I have 2 questions:
> Scores are currently normalized to the interval [0,1]. The lower score for
> normalization purposes is currently min(RandomPolicy, NoopPolicy). This
> will be changed to max(RandomPolicy, NoopPolicy) for the main reason that
> planners should only get a non-zero normalized score if they can beat both
> trivial policies.
Will you somehow make sure that neither of these policies is optimal
on the competition problems? On quite a few currently published
problems, the best policy is actually one of these two, and some work
is required on the part of the planner to "realize" that. Giving
planners a score of 0 in such cases wouldn't be entirely fair.
Also, will you count only the last or only the first 30 trials on a
given problem when evaluating performance?
Thanks,
Andrey
> This seems true for 3 of the 10 Game of Life instances, but Game of Life
> will not be used in the final competition.
> Do you believe this holds for other domains / instances? Which ones?

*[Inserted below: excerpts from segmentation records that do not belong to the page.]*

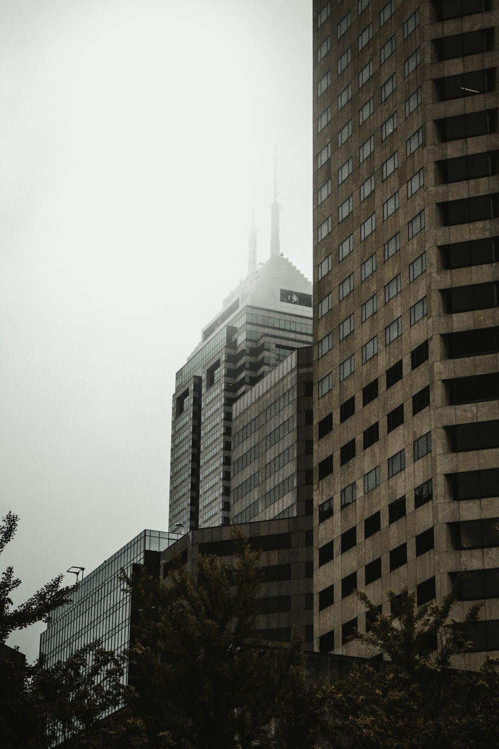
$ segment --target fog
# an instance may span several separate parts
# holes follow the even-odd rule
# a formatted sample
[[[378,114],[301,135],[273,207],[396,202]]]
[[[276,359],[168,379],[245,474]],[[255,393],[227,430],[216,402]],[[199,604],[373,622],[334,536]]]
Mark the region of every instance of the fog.
[[[0,5],[1,568],[17,603],[168,530],[174,375],[269,255],[311,278],[311,0]],[[67,584],[74,577],[65,574]],[[16,633],[30,661],[43,625]]]

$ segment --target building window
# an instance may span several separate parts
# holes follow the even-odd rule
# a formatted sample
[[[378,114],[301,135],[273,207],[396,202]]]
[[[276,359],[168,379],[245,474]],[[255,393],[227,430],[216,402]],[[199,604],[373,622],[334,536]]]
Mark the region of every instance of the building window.
[[[370,515],[369,518],[366,518],[364,521],[364,539],[369,539],[370,536],[374,536],[374,534],[377,533],[379,530],[381,530],[381,512],[378,510],[377,512]]]
[[[388,525],[397,523],[405,515],[405,495],[400,497],[388,505]]]
[[[423,252],[409,265],[409,283],[418,278],[426,270],[426,253]]]
[[[378,336],[375,336],[362,347],[362,363],[365,364],[378,353]]]
[[[394,297],[397,297],[397,294],[400,294],[400,273],[396,276],[394,279],[391,281],[388,281],[388,284],[385,286],[385,303],[386,304],[393,299]]]
[[[374,136],[371,136],[368,138],[365,143],[363,143],[358,150],[358,160],[359,163],[361,164],[366,159],[371,155],[374,151]]]
[[[395,362],[395,364],[392,365],[392,366],[386,371],[387,390],[389,390],[396,382],[399,381],[399,380],[402,380],[402,359],[399,359],[398,362]]]
[[[375,422],[367,429],[364,430],[364,449],[367,450],[368,447],[373,445],[379,439],[379,422]]]
[[[402,318],[397,318],[393,323],[385,328],[385,343],[389,346],[391,343],[402,334]]]
[[[339,261],[341,262],[347,255],[353,250],[353,234],[350,234],[346,239],[344,239],[340,246],[338,247],[338,258]]]
[[[352,62],[352,47],[349,47],[340,58],[338,58],[338,75],[342,73]]]
[[[433,528],[428,528],[416,536],[416,557],[421,557],[427,551],[435,548],[435,537]]]
[[[343,320],[342,323],[340,323],[340,340],[343,341],[344,338],[346,338],[347,336],[349,336],[350,333],[353,331],[353,328],[354,326],[353,326],[353,312],[352,312],[352,315],[349,315],[349,317],[346,318],[346,320]]]
[[[331,372],[319,380],[317,384],[319,398],[322,398],[333,388],[333,375]]]
[[[364,494],[376,489],[376,486],[379,486],[379,466],[376,466],[376,468],[373,468],[372,470],[364,474]]]
[[[333,542],[328,541],[327,544],[319,547],[319,566],[327,564],[333,559]]]
[[[407,198],[411,198],[423,185],[423,169],[417,172],[410,180],[407,181]]]
[[[340,224],[353,210],[353,198],[350,195],[338,207],[338,223]]]
[[[327,2],[325,5],[317,13],[317,28],[322,25],[331,13],[331,2]]]
[[[343,382],[343,380],[346,380],[350,374],[352,374],[355,370],[354,355],[352,354],[348,359],[346,359],[344,362],[342,362],[340,365],[340,382]]]
[[[331,159],[331,141],[324,146],[317,156],[317,169],[320,169],[329,159]]]
[[[400,249],[400,234],[397,233],[383,245],[385,262]]]
[[[322,242],[322,240],[328,236],[331,232],[331,216],[329,216],[325,221],[323,221],[317,229],[317,242]]]
[[[364,242],[364,239],[370,236],[376,228],[376,217],[374,213],[372,213],[368,219],[366,219],[363,224],[361,224],[361,242]]]
[[[346,598],[347,595],[351,595],[357,587],[357,570],[347,574],[341,580],[341,598]]]
[[[428,339],[423,341],[420,343],[419,346],[416,346],[411,351],[411,369],[415,369],[420,365],[423,364],[428,359],[429,351],[428,351]]]
[[[414,94],[411,94],[408,99],[405,100],[405,117],[411,115],[414,109],[421,103],[421,88],[417,88]]]
[[[319,591],[319,610],[322,611],[334,602],[334,586],[328,585],[327,588]]]
[[[369,197],[371,192],[374,192],[374,175],[368,177],[365,182],[363,182],[360,188],[361,203]]]
[[[317,305],[319,320],[320,320],[321,318],[323,318],[325,313],[328,312],[331,309],[331,294],[330,291],[329,294],[326,294],[323,299],[321,299],[320,302]]]
[[[412,13],[411,16],[407,19],[404,22],[403,30],[404,30],[404,39],[412,34],[417,26],[419,26],[419,10],[416,10]]]
[[[433,482],[431,479],[420,484],[414,489],[414,509],[417,509],[421,505],[425,505],[426,502],[430,502],[433,499]]]
[[[331,37],[328,37],[327,39],[324,40],[321,46],[317,49],[317,62],[320,62],[320,61],[325,57],[330,49]]]
[[[408,158],[421,145],[423,145],[423,128],[420,127],[405,141],[405,156]]]
[[[338,39],[341,39],[346,30],[350,28],[351,13],[347,13],[338,23]]]
[[[424,208],[423,210],[414,216],[414,219],[411,219],[407,225],[407,238],[411,240],[413,237],[418,234],[422,229],[425,227],[424,221]]]
[[[373,114],[373,112],[374,112],[374,97],[371,97],[369,101],[367,101],[366,103],[364,105],[364,106],[358,110],[359,127],[364,124],[366,120],[368,120],[369,118],[371,116],[371,115]]]
[[[352,136],[352,120],[349,120],[346,125],[338,131],[338,148]]]
[[[394,154],[392,154],[391,156],[389,157],[386,160],[386,161],[383,163],[383,166],[382,166],[383,181],[385,181],[388,177],[390,177],[391,175],[393,175],[394,172],[395,172],[395,169],[398,169],[398,166],[399,166],[399,154],[398,151],[396,151]]]
[[[364,567],[364,575],[366,585],[373,583],[375,580],[379,580],[382,576],[382,558],[379,557],[377,560],[373,560]]]
[[[325,91],[326,91],[331,85],[331,71],[328,70],[326,74],[321,78],[319,83],[317,84],[317,98],[322,96]]]
[[[361,266],[361,279],[362,281],[365,281],[370,276],[372,276],[376,270],[376,256],[374,254],[371,255],[370,258],[367,258],[367,260],[362,263]]]
[[[352,84],[349,85],[343,88],[341,94],[338,96],[338,112],[345,106],[345,105],[352,98]]]
[[[362,388],[362,405],[367,406],[368,403],[378,397],[378,377],[373,380],[368,385]]]
[[[353,273],[350,273],[338,286],[338,297],[340,301],[344,299],[345,297],[348,297],[351,291],[353,291]]]
[[[322,479],[325,479],[326,476],[329,476],[330,473],[333,473],[333,456],[328,455],[325,458],[323,461],[320,461],[317,466],[319,480],[322,481]]]
[[[361,89],[373,75],[373,61],[370,60],[358,74],[358,88]]]
[[[331,271],[331,254],[325,258],[324,260],[319,264],[317,266],[317,277],[320,281],[323,279],[325,276]]]
[[[388,39],[386,44],[381,48],[381,52],[379,52],[379,60],[382,65],[384,62],[386,62],[389,57],[391,57],[395,52],[395,34],[394,34],[393,37],[391,39]]]
[[[375,294],[362,305],[362,322],[365,323],[366,320],[369,320],[376,312],[377,309],[378,295]]]
[[[340,499],[340,503],[341,509],[346,507],[347,505],[352,505],[355,501],[357,498],[357,485],[355,482],[353,484],[349,484],[349,486],[346,486],[344,489],[341,490],[341,496]]]
[[[394,192],[383,203],[383,221],[389,219],[399,208],[399,191]]]
[[[357,527],[353,526],[349,528],[344,533],[341,534],[341,553],[344,554],[349,549],[357,545]]]
[[[319,354],[318,358],[321,359],[323,356],[325,356],[328,353],[328,351],[330,351],[332,348],[333,348],[333,334],[328,333],[328,335],[325,336],[324,338],[321,339],[319,343],[317,344],[318,354]]]
[[[405,451],[400,450],[388,458],[388,478],[391,479],[405,467]]]
[[[422,320],[423,318],[426,315],[428,312],[428,305],[426,303],[426,297],[423,297],[423,299],[420,299],[419,302],[416,302],[415,304],[411,307],[411,325],[415,325],[416,323]]]
[[[325,502],[322,502],[319,506],[319,522],[323,523],[328,518],[333,515],[333,497],[330,497]]]
[[[412,443],[412,451],[414,452],[414,463],[416,461],[420,460],[420,458],[427,455],[429,452],[432,452],[432,433],[431,431],[426,432],[423,437],[418,437],[414,440]]]
[[[364,49],[366,44],[373,38],[373,24],[370,23],[368,26],[364,29],[361,34],[358,35],[358,51]]]
[[[413,70],[415,70],[421,61],[419,47],[411,55],[409,55],[404,62],[404,78],[407,78]]]
[[[322,114],[320,115],[317,120],[317,133],[320,133],[323,130],[327,124],[331,122],[331,107],[328,106],[327,109],[325,109]]]
[[[394,73],[393,76],[391,76],[388,81],[385,81],[381,88],[382,103],[388,99],[389,96],[391,96],[396,88],[397,73]]]
[[[317,424],[317,436],[319,440],[333,431],[333,414],[328,413]]]
[[[344,401],[340,406],[340,423],[352,416],[355,413],[355,396],[352,395],[348,400]]]
[[[331,180],[325,182],[322,187],[317,190],[317,204],[323,203],[326,198],[331,195]]]
[[[404,404],[403,403],[401,403],[399,406],[397,406],[397,408],[394,408],[393,410],[390,411],[390,413],[386,415],[387,434],[393,431],[394,429],[397,429],[397,426],[400,426],[400,425],[403,423]]]
[[[415,416],[417,413],[427,408],[429,405],[429,385],[426,385],[419,392],[412,396],[412,415]]]
[[[407,564],[407,544],[400,544],[390,552],[390,571]]]
[[[395,13],[395,0],[388,0],[385,7],[383,7],[379,13],[379,26],[380,28],[384,25],[386,22],[391,18]]]
[[[394,112],[382,125],[382,142],[397,130],[397,112]]]

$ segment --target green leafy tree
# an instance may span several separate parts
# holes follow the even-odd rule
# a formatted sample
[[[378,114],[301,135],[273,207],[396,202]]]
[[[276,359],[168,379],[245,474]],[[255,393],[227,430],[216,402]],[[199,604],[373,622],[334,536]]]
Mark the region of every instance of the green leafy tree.
[[[180,566],[167,585],[129,580],[140,616],[131,676],[155,749],[165,731],[189,749],[313,747],[314,720],[293,710],[305,683],[299,646],[265,648],[252,635],[258,558],[240,539],[233,564],[198,557],[198,580]]]
[[[454,601],[415,605],[407,589],[391,592],[390,614],[358,593],[372,613],[370,632],[354,638],[381,652],[389,662],[355,664],[348,681],[323,691],[330,709],[329,737],[338,746],[359,749],[468,749],[490,747],[499,728],[497,664],[486,661],[480,673],[450,670],[454,655],[469,647],[468,631],[477,620],[473,606],[463,622],[450,619]],[[488,721],[485,716],[488,716]],[[477,743],[480,731],[483,740]],[[482,739],[480,739],[482,741]]]

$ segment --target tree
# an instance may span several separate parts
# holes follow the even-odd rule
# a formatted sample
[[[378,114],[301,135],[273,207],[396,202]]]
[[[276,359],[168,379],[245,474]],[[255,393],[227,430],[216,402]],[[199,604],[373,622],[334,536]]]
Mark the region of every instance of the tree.
[[[199,557],[198,580],[179,566],[167,585],[144,574],[129,580],[140,615],[130,673],[151,747],[165,731],[189,749],[312,747],[316,728],[306,711],[293,713],[302,743],[279,732],[304,677],[298,643],[266,648],[252,634],[258,557],[239,539],[233,565]]]
[[[453,656],[469,646],[467,633],[479,607],[471,607],[459,622],[449,619],[453,594],[440,605],[417,609],[415,595],[405,589],[389,593],[390,614],[376,616],[367,596],[358,595],[372,614],[372,626],[354,638],[390,661],[355,664],[347,682],[323,690],[330,739],[359,749],[491,746],[499,728],[494,712],[499,701],[497,664],[486,661],[477,674],[449,668]]]
[[[0,524],[0,554],[12,539],[19,518],[8,512]],[[10,594],[21,584],[9,566],[0,577],[0,643],[4,643],[16,629],[24,629],[35,622],[46,622],[51,611],[67,603],[76,586],[61,587],[63,575],[58,574],[37,590],[28,601],[13,608]]]

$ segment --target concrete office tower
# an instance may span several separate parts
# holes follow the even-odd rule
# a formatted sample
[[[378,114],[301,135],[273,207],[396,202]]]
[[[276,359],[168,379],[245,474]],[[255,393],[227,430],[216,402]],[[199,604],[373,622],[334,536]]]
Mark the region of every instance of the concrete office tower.
[[[231,523],[312,515],[312,364],[299,348],[234,403]]]
[[[250,233],[250,267],[252,252]],[[272,249],[267,262],[241,281],[203,328],[201,342],[177,373],[172,530],[230,523],[233,403],[292,351],[310,345],[311,306],[310,282]]]
[[[365,590],[499,649],[496,0],[313,2],[316,648]]]

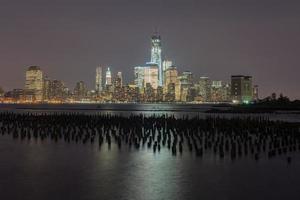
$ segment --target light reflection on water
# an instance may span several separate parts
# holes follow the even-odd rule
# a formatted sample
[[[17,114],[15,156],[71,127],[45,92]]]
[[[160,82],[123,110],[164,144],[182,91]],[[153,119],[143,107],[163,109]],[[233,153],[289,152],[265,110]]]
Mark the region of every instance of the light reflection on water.
[[[298,199],[300,184],[297,155],[232,162],[3,136],[0,157],[1,199]]]
[[[178,112],[170,111],[167,106],[163,107],[164,111],[145,107],[130,112],[111,108],[76,112],[207,116],[202,107],[195,111],[194,106],[179,106]],[[57,112],[14,110],[28,111]],[[260,116],[300,121],[295,114]],[[115,145],[109,149],[104,144],[99,149],[91,144],[20,141],[1,136],[0,199],[299,199],[300,159],[297,153],[292,157],[290,165],[284,156],[259,161],[242,157],[231,161],[209,153],[202,158],[188,152],[172,156],[166,148],[154,154],[146,147],[136,150],[126,146],[119,150]]]

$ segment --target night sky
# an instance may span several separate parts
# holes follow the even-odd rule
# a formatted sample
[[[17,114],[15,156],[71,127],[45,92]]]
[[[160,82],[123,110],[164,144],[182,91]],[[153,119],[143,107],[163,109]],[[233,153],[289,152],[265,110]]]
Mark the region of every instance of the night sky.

I'm not entirely sure if there are more (the largest sysadmin problems
are suspect, but I can't say for certain), and this is exactly the
issue I'm slightly worried about -- it often seems impossible to know
if there is a "nontrivial" policy that beats best{noop, random} unless
the given problem can be solved optimally. If fact, a slight change of
parameters can turn a problem with a nontrivial best policy into one
with a trivial best policy. For large problems optimal solutions are
clearly infeasible, which means that the trouble with game_of_life
could surface on the new domains you will be introducing. So, I was
wondering whether you have somehow verified for the problems we (the
competitors) haven't seen yet that they all have a nontrivial optimal
policy. If this can't be verified then defining minimum score to be
max{noop, random} may be dangerous, since one of these two may
actually be the best one.
The other reason why this may be dangerous is that the best policy may
be only slighly better than best{noop, random}, and due to variance
(in turn, due to the small number of rounds) the difference may be
hardly noticeable. Again though, if you managed to verify that this is
not the case with competition problems then this is not an issue.
Cheers,
Andrey